What's happening here? .loc with indexing

Screen Link:
https://app.dataquest.io/m/467/communicating-results/7/price-vs-category-and-genres

My Code:

categories_mean = affordable_apps.groupby(["affordability", "Category"]).mean()[["Price"]]

def label_categories(row):
    aff = row['affordability']
    cat = row['Category']
    price = row['Price']
    
    if price < categories_mean.loc[(aff, cat)][0]:
        return 1
    else:
        return 0
affordable_apps['category_criterion'] = affordable_apps.apply(label_categories, axis="columns")

What I expected to happen:
I just want to understand what’s happening here: “categories_mean.loc[(aff, cat)][0]”

What actually happened:
I copied this code from the example, but I dont quite understand what is happening there. I know that ‘aff’ is the row and ‘cat’ is the column when using Dataframe.loc but what’s up with indexing [0]? Can anyone explain to me what’s happening there please?


This is what categories_mean looks like -

So, for a particular affordability and Category value,

categories_mean.loc[(aff, cat)]

Has the following output -

Price 6.823333
Name: (reasonable, 2), dtype: float64

As you can see, (reasonable, 2) is the (aff, cat) value, and then you have the corresponding Price for it.
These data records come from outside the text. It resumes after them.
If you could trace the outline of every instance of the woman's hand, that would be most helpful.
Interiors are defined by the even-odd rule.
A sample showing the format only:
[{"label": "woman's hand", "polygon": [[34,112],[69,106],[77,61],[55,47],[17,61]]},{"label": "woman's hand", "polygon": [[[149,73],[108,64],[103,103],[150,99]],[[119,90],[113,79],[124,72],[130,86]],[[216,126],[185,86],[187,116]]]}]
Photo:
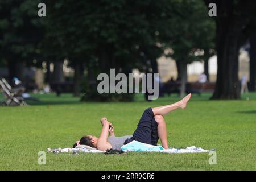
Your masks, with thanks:
[{"label": "woman's hand", "polygon": [[109,135],[110,136],[113,136],[114,135],[114,126],[113,126],[112,123],[110,123],[110,129],[109,130]]},{"label": "woman's hand", "polygon": [[102,126],[104,125],[104,123],[105,123],[105,122],[106,121],[108,121],[108,119],[107,119],[106,118],[102,118],[101,119],[101,125],[102,125]]}]

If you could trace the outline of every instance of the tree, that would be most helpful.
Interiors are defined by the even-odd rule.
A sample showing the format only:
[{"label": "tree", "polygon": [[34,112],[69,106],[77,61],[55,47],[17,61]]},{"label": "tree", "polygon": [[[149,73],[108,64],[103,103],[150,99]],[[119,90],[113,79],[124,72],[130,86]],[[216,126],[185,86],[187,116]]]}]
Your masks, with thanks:
[{"label": "tree", "polygon": [[[179,79],[181,81],[180,96],[186,93],[187,82],[187,64],[201,61],[202,56],[198,54],[204,51],[204,56],[214,48],[215,26],[209,18],[207,9],[202,1],[172,1],[174,11],[167,20],[169,31],[161,35],[162,43],[171,52],[177,63]],[[160,34],[162,31],[160,32]]]},{"label": "tree", "polygon": [[250,91],[255,91],[256,81],[256,36],[250,38]]},{"label": "tree", "polygon": [[39,56],[43,38],[42,19],[38,16],[40,1],[0,1],[1,57],[7,63],[9,78],[24,81],[23,68]]},{"label": "tree", "polygon": [[208,1],[217,5],[218,71],[212,99],[240,98],[238,76],[240,47],[255,28],[256,2],[245,1]]}]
As you know, in Python, you can use indexing to extract values at certain indices. So,

categories_mean.loc[(aff, cat)][0]

That [0] allows us to extract the value of the Price (which would be 6.823333 as per the above example) and then compare it to the price variable.

4 Likes

This is what my categories_mean dataframe look like. What you posted above is for genres_mean… maybe that doesn’t matter. Would you share on how printed output? I wasn’t able to print it, so I couldn’t even see what was going on… Thank you so much in advance!!
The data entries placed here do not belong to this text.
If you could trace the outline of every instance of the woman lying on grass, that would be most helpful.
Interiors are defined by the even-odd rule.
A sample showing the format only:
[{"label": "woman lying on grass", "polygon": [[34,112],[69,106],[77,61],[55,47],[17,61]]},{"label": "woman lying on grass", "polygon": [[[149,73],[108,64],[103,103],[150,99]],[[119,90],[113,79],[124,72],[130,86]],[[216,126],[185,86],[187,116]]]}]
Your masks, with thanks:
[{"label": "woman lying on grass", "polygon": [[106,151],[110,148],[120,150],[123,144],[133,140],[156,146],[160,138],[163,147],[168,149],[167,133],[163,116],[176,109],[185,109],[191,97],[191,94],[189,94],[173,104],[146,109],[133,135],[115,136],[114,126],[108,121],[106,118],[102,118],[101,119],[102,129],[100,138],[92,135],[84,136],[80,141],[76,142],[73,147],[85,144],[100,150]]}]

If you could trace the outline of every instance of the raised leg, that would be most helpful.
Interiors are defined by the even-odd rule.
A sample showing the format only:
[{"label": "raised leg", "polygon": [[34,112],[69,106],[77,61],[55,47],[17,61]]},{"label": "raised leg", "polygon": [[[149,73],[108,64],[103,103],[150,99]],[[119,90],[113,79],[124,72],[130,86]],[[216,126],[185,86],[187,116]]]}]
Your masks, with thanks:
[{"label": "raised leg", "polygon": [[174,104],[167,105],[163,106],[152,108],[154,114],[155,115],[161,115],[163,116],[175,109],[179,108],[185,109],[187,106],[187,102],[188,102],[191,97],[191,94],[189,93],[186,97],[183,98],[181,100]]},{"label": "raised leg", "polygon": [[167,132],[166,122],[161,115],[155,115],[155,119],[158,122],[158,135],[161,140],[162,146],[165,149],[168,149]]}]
Yes, it doesn’t matter. Because you will still get the Price value based on the (aff, cat) pair in the format I showed above.

Just a straightforward print statement in your loop -

print(categories_mean.loc[(aff, cat)])

or

print(categories_mean.loc[(aff, cat)][0])
1 Like

Thank you so much! I keep forgetting that I can print in my loop… Huge help @the_doctor

1 Like

Well explained! Thanks!

So, this is a different kind of dataset? I mean, usually we have just one index per row and one per column. In this dataset, is like having two indexes per row. isn’i it?

You can call it a dataset, although I am not sure if that’s accurate or not because it’s a subset of the data you are working with.

But, yes, since you are grouping the data, you are accessing the value using the two grouped columns as indices.